Abstract
Melanoma is the most lethal type of skin cancer. Since chemo-resistance is a significant barrier, identification of regulators affecting chemo-sensitivity is necessary in order to create new forms of intervention. Here, we investigate the role of miR-195, its impact on Prohibitin 1 (PHB1) expression, and on chemo-sensitivity in melanoma cells. TCGA-RNAseq data obtained from 341 melanoma patient samples as well as a panel of melanoma lines were used in an expression correlation analysis between PHB1 and predicted miRNAs. miR-195 impact on PHB1 mRNA and protein levels and relevance of this regulation were investigated in UACC-62 and SK-MEL-5 melanoma lines by qRT-PCR and Western blot, luciferase reporter, and rescue experiments. Cell proliferation, hypodiploid, and caspase 3/7 assays were performed to investigate the potential action of miR-195 as chemo-sensitizer in melanoma cells treated with cisplatin and temozolomide. Analysis of the TCGA-RNAseq revealed a significant negative correlation (Pearson) between miR-195 and PHB1 expression. Moreover, qRT-PCR data showed that miR-195 is downregulated while PHB1 is upregulated in a collection of melanoma lines. We demonstrated that miR-195 regulates PHB1 directly by qRT-PCR and Western blot in melanoma cells and luciferase assays. To establish PHB1 as a relevant target of miR-195, we conducted rescue experiments in which we showed that PHB1 transgenic expression could antagonize the suppressive effect of miR-195 on the proliferation of melanoma cells. Finally, transfection experiments combined with drug treatments performed in the UACC-62 and SK-MEL-5 melanoma cells corroborated miR-195 as a tumor suppressor and potential chemo-sensitivity agent.
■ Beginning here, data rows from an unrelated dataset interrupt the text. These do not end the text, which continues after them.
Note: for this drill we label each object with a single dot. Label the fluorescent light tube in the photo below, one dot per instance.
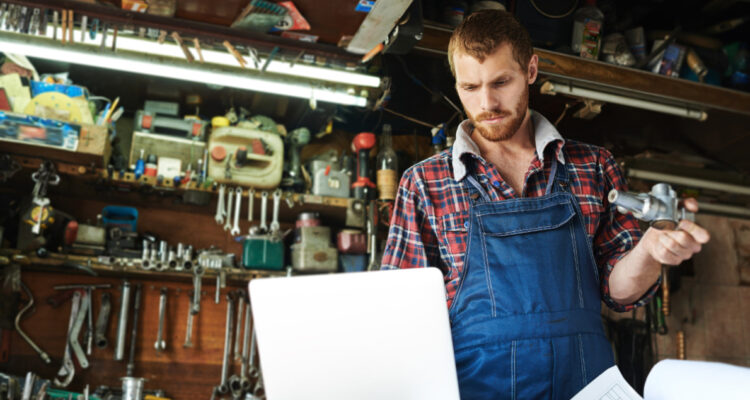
(551, 87)
(170, 49)
(180, 69)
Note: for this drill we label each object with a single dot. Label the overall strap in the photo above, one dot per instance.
(475, 189)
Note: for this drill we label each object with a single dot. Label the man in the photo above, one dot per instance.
(517, 219)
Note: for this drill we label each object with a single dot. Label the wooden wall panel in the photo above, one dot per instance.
(183, 373)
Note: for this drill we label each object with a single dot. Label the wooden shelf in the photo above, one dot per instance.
(57, 263)
(289, 48)
(613, 79)
(147, 192)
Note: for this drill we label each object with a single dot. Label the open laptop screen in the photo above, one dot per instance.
(367, 335)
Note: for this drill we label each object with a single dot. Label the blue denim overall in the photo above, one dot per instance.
(526, 316)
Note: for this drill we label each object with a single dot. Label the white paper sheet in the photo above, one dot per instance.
(689, 380)
(610, 385)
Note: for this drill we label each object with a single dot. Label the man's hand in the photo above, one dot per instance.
(12, 68)
(672, 247)
(641, 267)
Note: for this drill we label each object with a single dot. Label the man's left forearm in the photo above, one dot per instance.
(633, 275)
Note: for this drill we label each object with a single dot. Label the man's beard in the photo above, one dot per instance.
(507, 128)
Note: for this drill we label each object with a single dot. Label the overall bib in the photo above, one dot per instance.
(526, 317)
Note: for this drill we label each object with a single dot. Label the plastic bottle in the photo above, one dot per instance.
(587, 30)
(387, 164)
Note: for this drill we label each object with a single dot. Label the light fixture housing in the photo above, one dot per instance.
(138, 56)
(552, 87)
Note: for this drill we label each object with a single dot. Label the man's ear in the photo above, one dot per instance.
(533, 69)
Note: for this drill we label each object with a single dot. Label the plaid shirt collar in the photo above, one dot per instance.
(544, 134)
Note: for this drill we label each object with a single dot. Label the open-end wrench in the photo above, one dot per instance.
(238, 201)
(223, 386)
(90, 321)
(254, 370)
(122, 321)
(134, 331)
(160, 344)
(244, 381)
(259, 390)
(263, 211)
(220, 212)
(68, 369)
(235, 386)
(197, 281)
(230, 200)
(238, 330)
(250, 205)
(17, 323)
(73, 339)
(276, 202)
(102, 321)
(189, 329)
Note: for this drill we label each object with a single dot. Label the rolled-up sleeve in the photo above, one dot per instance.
(616, 235)
(409, 245)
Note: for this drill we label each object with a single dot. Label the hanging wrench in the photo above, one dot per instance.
(102, 321)
(90, 321)
(250, 201)
(238, 201)
(68, 369)
(244, 381)
(276, 202)
(263, 211)
(230, 199)
(74, 344)
(220, 212)
(160, 344)
(197, 281)
(223, 386)
(189, 329)
(238, 330)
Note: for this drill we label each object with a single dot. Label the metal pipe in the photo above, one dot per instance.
(122, 321)
(687, 181)
(552, 88)
(134, 332)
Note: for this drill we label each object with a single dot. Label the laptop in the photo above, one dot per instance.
(361, 335)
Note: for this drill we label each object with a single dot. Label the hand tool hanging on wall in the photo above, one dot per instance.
(134, 332)
(223, 387)
(160, 343)
(189, 328)
(41, 212)
(122, 321)
(67, 370)
(240, 309)
(77, 324)
(197, 282)
(197, 45)
(102, 321)
(230, 200)
(23, 334)
(238, 202)
(220, 211)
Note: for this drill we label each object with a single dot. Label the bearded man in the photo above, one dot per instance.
(517, 219)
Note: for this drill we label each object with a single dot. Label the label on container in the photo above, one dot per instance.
(592, 37)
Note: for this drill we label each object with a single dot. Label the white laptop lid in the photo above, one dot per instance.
(362, 335)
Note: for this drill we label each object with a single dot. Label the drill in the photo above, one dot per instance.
(363, 186)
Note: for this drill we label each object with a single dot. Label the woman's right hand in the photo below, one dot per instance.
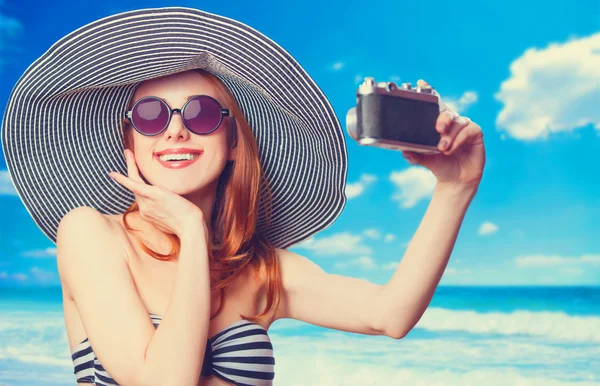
(168, 211)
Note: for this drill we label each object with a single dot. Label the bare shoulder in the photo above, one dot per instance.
(79, 226)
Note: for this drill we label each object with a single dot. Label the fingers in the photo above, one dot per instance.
(469, 134)
(455, 127)
(445, 120)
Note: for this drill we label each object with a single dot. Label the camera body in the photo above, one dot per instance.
(393, 117)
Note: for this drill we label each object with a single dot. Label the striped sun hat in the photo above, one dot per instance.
(61, 132)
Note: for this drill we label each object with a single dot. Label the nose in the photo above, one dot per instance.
(176, 128)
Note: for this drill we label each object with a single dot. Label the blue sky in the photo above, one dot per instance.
(526, 72)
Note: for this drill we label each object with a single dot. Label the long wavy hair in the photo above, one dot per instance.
(234, 242)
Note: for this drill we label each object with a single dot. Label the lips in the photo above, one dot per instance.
(181, 150)
(178, 164)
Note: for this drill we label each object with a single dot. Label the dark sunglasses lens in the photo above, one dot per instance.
(150, 116)
(202, 114)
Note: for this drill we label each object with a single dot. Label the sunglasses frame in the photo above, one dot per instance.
(128, 114)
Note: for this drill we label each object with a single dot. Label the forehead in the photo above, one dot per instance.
(176, 89)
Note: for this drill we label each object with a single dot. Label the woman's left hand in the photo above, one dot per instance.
(461, 160)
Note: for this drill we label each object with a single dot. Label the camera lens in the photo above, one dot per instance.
(351, 123)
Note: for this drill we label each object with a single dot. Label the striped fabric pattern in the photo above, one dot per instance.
(61, 133)
(241, 354)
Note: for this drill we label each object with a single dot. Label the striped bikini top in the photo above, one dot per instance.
(241, 354)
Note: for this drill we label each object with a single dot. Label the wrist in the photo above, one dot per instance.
(459, 193)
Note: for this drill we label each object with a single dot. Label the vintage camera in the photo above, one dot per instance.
(393, 117)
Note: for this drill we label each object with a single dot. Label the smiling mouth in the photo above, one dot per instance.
(179, 163)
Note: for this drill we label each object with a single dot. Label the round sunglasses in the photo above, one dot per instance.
(201, 114)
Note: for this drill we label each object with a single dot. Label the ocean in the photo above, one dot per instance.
(522, 336)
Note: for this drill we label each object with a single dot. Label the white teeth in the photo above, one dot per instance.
(177, 157)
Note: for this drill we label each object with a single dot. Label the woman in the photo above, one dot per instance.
(173, 274)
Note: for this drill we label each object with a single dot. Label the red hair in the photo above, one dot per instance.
(234, 243)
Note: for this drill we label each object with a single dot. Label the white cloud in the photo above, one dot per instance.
(363, 262)
(372, 234)
(356, 189)
(6, 185)
(461, 104)
(556, 260)
(337, 244)
(487, 228)
(414, 184)
(41, 253)
(552, 90)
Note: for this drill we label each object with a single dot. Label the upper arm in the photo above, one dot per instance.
(92, 265)
(329, 300)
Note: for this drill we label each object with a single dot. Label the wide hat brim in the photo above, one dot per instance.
(61, 132)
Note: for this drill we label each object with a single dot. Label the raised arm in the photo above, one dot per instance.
(92, 264)
(404, 299)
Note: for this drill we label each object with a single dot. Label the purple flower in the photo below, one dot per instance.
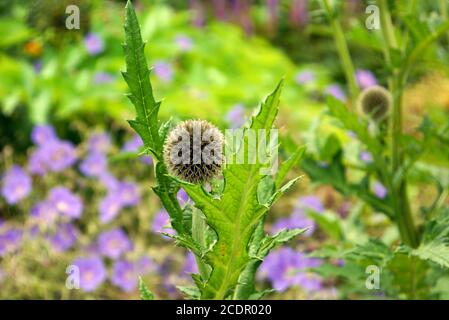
(109, 181)
(128, 193)
(184, 43)
(236, 116)
(124, 275)
(102, 77)
(10, 239)
(94, 165)
(67, 203)
(365, 79)
(92, 272)
(183, 197)
(93, 43)
(99, 142)
(134, 145)
(114, 243)
(298, 13)
(284, 269)
(336, 91)
(299, 218)
(305, 77)
(163, 70)
(64, 238)
(16, 185)
(44, 213)
(380, 190)
(110, 207)
(161, 223)
(189, 264)
(37, 66)
(61, 155)
(54, 155)
(366, 157)
(145, 265)
(42, 134)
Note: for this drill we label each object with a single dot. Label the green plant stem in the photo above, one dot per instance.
(404, 219)
(198, 234)
(343, 51)
(443, 9)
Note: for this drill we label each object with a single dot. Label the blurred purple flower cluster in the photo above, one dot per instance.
(56, 218)
(286, 268)
(51, 154)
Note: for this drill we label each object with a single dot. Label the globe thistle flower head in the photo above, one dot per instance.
(375, 102)
(193, 151)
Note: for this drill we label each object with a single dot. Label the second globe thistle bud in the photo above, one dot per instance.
(193, 151)
(375, 102)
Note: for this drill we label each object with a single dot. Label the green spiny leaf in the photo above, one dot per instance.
(236, 214)
(137, 76)
(437, 252)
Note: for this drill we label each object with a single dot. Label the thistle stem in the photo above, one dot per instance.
(404, 219)
(342, 49)
(198, 232)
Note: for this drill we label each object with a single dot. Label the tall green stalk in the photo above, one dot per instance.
(343, 51)
(404, 218)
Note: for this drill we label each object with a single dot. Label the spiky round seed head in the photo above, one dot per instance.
(193, 151)
(375, 102)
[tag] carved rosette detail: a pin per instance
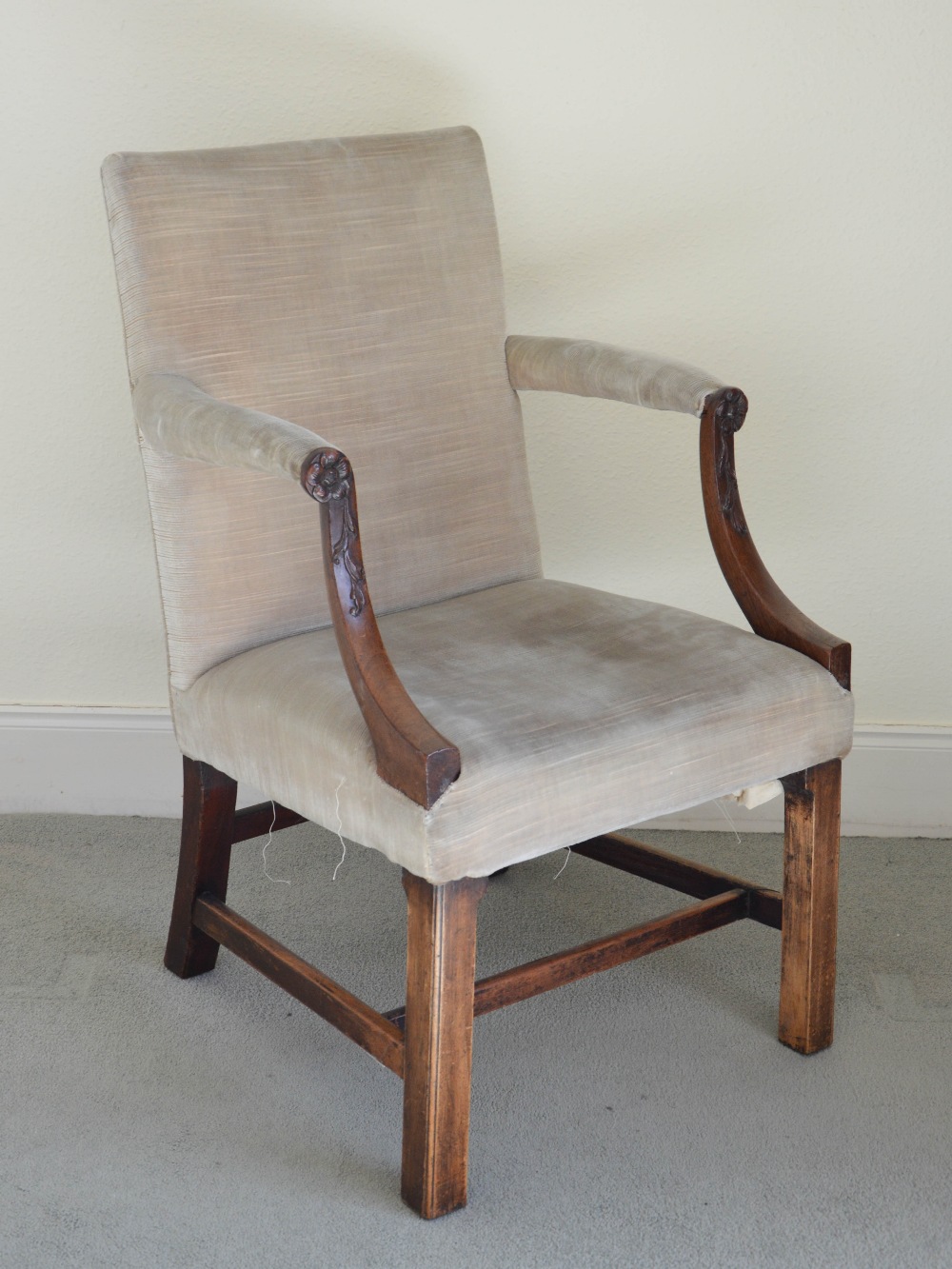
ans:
(329, 480)
(729, 418)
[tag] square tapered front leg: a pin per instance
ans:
(810, 895)
(441, 968)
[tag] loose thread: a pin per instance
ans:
(567, 854)
(341, 827)
(724, 812)
(281, 881)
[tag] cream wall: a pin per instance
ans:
(760, 188)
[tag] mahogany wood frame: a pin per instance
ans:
(428, 1041)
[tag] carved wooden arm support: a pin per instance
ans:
(175, 416)
(411, 755)
(761, 599)
(588, 368)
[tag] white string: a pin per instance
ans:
(282, 881)
(724, 812)
(341, 827)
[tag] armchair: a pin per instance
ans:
(307, 316)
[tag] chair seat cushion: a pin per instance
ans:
(575, 712)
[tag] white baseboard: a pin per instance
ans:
(897, 783)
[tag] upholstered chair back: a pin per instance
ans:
(352, 287)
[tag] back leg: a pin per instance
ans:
(208, 837)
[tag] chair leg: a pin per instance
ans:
(441, 970)
(208, 834)
(810, 886)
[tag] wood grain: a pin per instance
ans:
(761, 599)
(326, 997)
(810, 892)
(529, 980)
(682, 875)
(411, 755)
(255, 822)
(441, 966)
(208, 834)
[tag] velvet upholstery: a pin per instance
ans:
(575, 712)
(352, 287)
(348, 292)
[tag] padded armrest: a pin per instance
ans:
(178, 418)
(586, 368)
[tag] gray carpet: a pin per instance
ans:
(646, 1117)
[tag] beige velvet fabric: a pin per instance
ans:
(177, 418)
(350, 287)
(575, 712)
(588, 368)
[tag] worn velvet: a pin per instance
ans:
(575, 712)
(352, 287)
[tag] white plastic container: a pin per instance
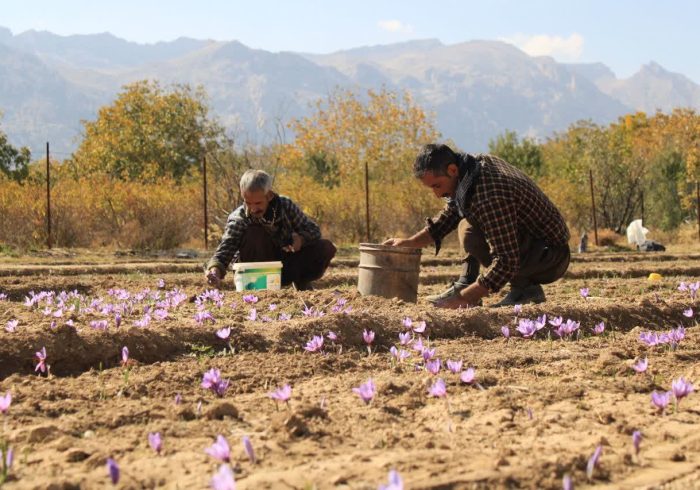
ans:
(257, 275)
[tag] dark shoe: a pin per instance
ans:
(448, 293)
(521, 296)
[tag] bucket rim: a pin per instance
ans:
(390, 248)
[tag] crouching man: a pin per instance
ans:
(506, 224)
(270, 227)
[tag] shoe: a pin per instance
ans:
(521, 296)
(448, 293)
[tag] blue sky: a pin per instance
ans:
(623, 34)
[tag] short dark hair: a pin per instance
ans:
(434, 158)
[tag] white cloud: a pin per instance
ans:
(395, 26)
(562, 48)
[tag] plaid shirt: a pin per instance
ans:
(505, 204)
(281, 219)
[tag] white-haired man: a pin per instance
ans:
(270, 227)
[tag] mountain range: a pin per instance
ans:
(475, 90)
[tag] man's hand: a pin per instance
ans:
(213, 277)
(297, 242)
(467, 297)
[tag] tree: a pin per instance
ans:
(148, 132)
(14, 162)
(525, 154)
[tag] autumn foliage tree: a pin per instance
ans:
(148, 132)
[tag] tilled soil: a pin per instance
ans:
(536, 411)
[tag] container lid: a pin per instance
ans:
(390, 248)
(243, 266)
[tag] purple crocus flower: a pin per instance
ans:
(660, 400)
(681, 388)
(220, 449)
(155, 441)
(366, 391)
(11, 325)
(454, 366)
(282, 394)
(395, 482)
(223, 479)
(438, 389)
(113, 469)
(41, 356)
(593, 461)
(248, 447)
(419, 327)
(250, 299)
(433, 366)
(315, 344)
(636, 440)
(5, 402)
(468, 376)
(641, 365)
Citation Format: Priscila D. R. Cirilo, Bruna R. S. Côrrea, Mei Qiao, Luciana N. S. Andrade, Roger Chammas, Luiz O. F. Penalva. MicroRNA-195 acts as a tumor suppressor miRNA in human melanoma cells by targeting Prohibitin 1 [abstract]. In: Proceedings of the AACR International Conference held in cooperation with the Latin American Cooperative Oncology Group (LACOG) on Translational Cancer Medicine; May 4-6, 2017; São Paulo, Brazil. Philadelphia (PA): AACR; Clin Cancer Res 2018;24(1_Suppl):Abstract nr A06.